Vina Kurniawan - wolipop Sabtu, 28 Okt 2017 11:16 WIB
Foto: istimewa Foto: istimewa

Jakarta - Kejahatan seksual masih kerap terjadi dan korbannya kebanyakan wanita dan anak-anak. Maraknya kejahatan seksual, seperti pelecehan dan pemerkosaan, terutama di negara-negara berkembang membuat para wanita merasa was-was bepergian sendirian.

Untuk membantu kaum wanita melawan dan membela diri dari kejahatan seksual, perusahaan di China menciptakan alat perlindungan diri berupa tongkat yang bisa menyala dan menyemburkan panas. Sebagian orang menyebut alat ini Light Saber karena bentuknya mirip senjata di film 'Star Wars'. Sebagian orang lagi menamainya 'senjata antimesum'.

Foto: istimewa

Dikutip dari Koreaboo, alat sepanjang 30 cm ini dapat menyemburkan api yang panasnya mencapai 1500 derajat Celcius. Di China, senjata ini dibanderol dengan harga ¥33 hingga ¥199, atau sekitar Rp 67 ribuan - Rp 400 ribuan.

Salah satu vendor penjual di situs e-Commerce mengklaim, alat ini bisa membakar bahkan mencederai penyerang. Ada pula penjual yang mengatakan bisa menyebabkan luka bakar permanen. Meskipun bisa menyebabkan luka dan cedera, sejumlah vendor menegaskan bahwa alat tersebut bukanlah senjata.

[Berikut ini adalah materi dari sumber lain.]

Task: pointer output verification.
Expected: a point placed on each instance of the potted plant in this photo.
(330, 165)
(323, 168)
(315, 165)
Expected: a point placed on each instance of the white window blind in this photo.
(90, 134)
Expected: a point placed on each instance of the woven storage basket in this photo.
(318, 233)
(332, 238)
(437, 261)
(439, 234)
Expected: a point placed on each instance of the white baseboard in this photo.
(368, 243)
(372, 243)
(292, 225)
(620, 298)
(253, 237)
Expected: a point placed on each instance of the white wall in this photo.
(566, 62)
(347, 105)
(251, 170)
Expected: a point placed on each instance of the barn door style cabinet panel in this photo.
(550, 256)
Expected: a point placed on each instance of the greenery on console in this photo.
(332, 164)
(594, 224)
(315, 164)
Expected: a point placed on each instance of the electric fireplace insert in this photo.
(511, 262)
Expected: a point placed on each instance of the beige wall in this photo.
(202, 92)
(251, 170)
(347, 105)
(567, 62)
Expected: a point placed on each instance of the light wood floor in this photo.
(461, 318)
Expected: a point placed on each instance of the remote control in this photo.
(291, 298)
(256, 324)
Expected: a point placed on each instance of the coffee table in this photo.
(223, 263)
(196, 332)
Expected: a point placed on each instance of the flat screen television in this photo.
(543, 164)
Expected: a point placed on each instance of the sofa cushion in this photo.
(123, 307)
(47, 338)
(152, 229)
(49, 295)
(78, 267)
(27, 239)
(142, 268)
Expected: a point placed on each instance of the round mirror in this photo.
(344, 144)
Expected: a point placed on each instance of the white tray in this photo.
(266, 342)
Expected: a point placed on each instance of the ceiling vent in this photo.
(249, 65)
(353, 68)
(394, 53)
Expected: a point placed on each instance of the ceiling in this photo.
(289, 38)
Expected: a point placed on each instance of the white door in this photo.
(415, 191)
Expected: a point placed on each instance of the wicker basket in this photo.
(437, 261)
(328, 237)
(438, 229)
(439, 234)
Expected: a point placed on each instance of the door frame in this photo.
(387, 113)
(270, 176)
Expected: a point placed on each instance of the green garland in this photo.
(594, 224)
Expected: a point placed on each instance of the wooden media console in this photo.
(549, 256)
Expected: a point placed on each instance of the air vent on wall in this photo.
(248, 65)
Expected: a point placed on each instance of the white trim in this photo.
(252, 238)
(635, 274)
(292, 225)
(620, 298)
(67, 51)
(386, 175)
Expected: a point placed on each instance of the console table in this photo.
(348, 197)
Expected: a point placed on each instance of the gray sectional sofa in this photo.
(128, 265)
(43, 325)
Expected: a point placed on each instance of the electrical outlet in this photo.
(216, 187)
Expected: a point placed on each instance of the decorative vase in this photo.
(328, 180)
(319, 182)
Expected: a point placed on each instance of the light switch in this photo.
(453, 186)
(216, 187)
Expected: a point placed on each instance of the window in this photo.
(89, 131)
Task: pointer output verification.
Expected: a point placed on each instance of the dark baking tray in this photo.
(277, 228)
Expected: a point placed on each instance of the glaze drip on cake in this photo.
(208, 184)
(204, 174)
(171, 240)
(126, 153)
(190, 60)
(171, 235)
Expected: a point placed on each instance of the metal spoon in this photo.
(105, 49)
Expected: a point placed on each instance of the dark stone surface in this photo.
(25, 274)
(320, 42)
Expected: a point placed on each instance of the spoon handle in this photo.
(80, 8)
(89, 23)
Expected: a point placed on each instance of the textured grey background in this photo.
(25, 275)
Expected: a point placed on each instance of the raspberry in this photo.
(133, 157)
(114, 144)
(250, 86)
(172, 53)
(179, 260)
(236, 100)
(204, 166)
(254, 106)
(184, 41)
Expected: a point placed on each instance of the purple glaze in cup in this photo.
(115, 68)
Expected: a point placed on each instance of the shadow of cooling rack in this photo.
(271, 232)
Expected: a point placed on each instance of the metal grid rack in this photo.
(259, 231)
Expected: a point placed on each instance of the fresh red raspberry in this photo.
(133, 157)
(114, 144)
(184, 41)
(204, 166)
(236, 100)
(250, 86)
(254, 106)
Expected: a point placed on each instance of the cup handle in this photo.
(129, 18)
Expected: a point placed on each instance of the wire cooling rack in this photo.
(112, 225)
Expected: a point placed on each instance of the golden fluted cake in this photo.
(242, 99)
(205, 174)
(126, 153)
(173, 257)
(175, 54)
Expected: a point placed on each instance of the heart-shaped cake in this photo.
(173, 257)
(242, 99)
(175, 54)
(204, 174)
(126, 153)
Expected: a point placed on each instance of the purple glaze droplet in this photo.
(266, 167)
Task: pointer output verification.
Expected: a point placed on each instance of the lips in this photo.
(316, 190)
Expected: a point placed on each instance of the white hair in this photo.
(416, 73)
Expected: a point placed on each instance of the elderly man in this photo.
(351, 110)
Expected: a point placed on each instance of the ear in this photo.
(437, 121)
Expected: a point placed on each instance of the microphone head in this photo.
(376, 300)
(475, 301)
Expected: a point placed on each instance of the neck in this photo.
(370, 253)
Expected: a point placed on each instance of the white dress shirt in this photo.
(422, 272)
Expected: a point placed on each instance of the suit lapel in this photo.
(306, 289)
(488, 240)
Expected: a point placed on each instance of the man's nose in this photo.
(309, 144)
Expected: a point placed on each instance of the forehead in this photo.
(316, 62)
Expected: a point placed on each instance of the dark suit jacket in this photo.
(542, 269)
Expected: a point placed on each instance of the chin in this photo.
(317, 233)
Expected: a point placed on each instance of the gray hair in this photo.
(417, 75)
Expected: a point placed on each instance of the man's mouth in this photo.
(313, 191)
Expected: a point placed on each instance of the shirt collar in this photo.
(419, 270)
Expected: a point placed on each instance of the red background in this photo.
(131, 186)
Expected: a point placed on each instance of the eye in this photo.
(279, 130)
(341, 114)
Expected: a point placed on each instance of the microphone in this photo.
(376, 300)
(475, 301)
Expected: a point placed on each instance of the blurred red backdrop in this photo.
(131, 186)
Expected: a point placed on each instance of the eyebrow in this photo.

"Api dan suhu yang sangat tinggi sudah cukup untuk menakuti orang jahat. Di saat-saat yang krusial, Anda bisa jadi pasukan antiteror SWAT," klaim salah satu online shop.
Foto: istimewa

Api dari tongkat ini bisa bertahan selama 30 menit. Jika sudah habis, dayanya perlu diisi ulang kembali.

Kini tongkat perlindungan diri tersebut sangat populer di China. Dalam sebulan, bisa terjual lebih dari 300 tongkat.
Foto: istimewa

Namun dikutip dari Telegraph, Kepolisian China memperingatkan bahwa penjualan alat ini belum legal. Transaksi jual-beli tongkat 'antimesum' bisa dianggap melanggar hukum, meskipun beberapa vendor masih menjualnya di Internet.

Ada kekhawatiran jika alat ini sampai ke tangan anak-anak, bisa mereka gunakan untuk bermain-main dan mungkin saja tombolnya tak sengaja tertekan dan melukai. Alat ini juga mungkin saja menyebabkan cedera pada pemakainya sendiri ketika membawanya bepergian. Tombol bisa tertekan dan menyala di dalam tas.
Foto: istimewa

Bagaimana menurut kamu? Alat ini terbilang aman untuk melawan pelaku kejahatan seksual atau justru jadi bumerang yang membahayakan pemakainya sendiri?